②いつか痛みを花に喩えて言うときの声まで百合のように裂けつつ 穴根蛇にひき 自分の痛みを言葉にする時は花に喩えて言う、その時声は百合が咲く時に花弁が裂けるように、裂けるのだ。痛みを言いながら底に官能性を感じる。下句の喩が感覚を横断していて魅力的だ。
③わかっている、という横顔作りつつ耳の中では産毛逆立つ 石田犀 わかっているのは音楽のことか、それとも二人の関係性か。まだ主体にとって未知なことがあり、それを知ろうと耳をそばだてる。これから音楽が始まるという場面も背景にした緊張感のある一首だ。
④毎日が誰かの忌日 常識の範疇で済むような祈りを 星野珠青 有名人の忌日であれば「〇〇忌」などと呼ばれて偲ばれるが、特に名も無い人も入れれば毎日は誰かの忌日だ。日常生活をちょっと外した視点で見ている。そこに大仰にならない祈りを添えるのだ。

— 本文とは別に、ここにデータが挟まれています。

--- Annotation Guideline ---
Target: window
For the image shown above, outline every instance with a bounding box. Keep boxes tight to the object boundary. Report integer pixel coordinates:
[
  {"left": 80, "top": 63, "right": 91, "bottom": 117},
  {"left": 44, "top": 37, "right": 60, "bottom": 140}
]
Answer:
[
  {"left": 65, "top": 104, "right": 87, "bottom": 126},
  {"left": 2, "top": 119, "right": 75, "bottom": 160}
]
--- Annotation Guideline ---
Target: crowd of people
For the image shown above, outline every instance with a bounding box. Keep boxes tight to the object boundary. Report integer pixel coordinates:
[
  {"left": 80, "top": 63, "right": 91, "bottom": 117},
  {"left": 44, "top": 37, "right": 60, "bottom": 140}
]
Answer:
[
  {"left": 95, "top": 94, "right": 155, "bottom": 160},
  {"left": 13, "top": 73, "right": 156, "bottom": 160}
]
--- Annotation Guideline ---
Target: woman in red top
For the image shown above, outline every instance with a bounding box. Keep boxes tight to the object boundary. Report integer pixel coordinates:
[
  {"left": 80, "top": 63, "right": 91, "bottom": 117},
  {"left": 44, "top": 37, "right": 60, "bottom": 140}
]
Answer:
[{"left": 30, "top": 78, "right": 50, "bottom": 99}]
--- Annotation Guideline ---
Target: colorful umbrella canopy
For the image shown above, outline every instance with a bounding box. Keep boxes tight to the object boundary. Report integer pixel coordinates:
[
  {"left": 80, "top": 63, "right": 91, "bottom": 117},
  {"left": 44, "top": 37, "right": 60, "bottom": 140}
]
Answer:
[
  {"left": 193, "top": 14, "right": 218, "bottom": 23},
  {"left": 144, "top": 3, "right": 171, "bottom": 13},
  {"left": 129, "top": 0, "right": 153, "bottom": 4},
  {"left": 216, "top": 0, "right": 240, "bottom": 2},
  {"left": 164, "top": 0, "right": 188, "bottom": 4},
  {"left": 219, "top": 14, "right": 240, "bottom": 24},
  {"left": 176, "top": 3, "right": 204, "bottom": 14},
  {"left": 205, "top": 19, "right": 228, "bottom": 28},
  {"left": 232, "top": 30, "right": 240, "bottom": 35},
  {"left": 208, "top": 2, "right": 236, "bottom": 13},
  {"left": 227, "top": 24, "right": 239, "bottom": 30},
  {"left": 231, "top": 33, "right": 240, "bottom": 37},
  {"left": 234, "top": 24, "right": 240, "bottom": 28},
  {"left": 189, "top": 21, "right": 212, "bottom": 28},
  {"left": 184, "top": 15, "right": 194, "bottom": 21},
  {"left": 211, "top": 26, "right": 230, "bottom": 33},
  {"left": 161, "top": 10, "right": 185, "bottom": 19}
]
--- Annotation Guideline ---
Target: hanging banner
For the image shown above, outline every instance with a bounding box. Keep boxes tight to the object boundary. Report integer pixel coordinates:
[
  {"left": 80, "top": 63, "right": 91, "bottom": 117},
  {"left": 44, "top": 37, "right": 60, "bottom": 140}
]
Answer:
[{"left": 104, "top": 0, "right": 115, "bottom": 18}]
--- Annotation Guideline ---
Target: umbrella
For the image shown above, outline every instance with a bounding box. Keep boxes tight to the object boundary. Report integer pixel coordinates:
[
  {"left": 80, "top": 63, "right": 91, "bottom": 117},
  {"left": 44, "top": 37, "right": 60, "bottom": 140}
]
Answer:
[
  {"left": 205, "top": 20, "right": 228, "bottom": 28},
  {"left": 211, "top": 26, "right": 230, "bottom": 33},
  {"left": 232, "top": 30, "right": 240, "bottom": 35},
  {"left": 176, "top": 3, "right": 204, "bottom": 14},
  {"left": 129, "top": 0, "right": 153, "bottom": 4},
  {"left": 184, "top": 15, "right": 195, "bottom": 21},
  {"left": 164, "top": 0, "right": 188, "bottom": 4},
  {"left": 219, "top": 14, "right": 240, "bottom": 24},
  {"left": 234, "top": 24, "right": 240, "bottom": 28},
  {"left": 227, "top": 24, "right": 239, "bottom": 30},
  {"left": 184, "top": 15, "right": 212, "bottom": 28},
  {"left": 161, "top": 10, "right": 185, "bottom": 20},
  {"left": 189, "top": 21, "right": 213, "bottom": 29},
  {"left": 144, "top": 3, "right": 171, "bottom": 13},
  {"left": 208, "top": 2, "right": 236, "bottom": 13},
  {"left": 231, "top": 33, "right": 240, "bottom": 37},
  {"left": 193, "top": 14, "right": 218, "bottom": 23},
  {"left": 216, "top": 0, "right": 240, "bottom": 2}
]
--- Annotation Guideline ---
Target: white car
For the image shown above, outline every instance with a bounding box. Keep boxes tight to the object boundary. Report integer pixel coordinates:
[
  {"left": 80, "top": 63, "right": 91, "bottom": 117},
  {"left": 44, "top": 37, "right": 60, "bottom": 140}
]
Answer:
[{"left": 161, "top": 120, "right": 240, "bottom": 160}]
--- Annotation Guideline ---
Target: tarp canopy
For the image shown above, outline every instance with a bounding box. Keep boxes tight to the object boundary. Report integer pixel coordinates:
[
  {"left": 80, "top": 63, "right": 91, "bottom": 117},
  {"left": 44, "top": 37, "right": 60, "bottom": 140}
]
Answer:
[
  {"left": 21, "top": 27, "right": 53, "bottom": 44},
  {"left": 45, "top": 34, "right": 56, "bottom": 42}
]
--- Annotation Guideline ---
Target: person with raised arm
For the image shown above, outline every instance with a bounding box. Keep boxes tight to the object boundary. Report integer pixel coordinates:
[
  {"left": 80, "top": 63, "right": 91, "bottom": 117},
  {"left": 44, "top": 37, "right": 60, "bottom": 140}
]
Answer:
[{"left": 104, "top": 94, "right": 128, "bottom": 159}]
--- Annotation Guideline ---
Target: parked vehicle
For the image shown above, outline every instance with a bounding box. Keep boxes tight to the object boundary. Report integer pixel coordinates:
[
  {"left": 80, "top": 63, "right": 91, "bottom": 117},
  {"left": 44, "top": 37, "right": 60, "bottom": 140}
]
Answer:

⑤ときどきは不時着をしてそのままの自分の船を見に行くような 杜崎ひらく 不時着をした船、という表現で宇宙船を思い浮かべた。少しレトロなSFのような場面。心象風景の砂漠に不時着したままの宇宙船。そんな船のみが拠り所なのだ。結句の言い差しに情感がある。
⑥論破される側だ一生でもせめてこの人権は使い切りたい 遠藤健人 二句が句割れでしかも二句切れ。自分を論破される側の人間と規定して、でも自分にも思うところがあると詠う。人権という堅い言葉と、使い切りたいという表現に意表を突かれる。感傷の無さが魅力。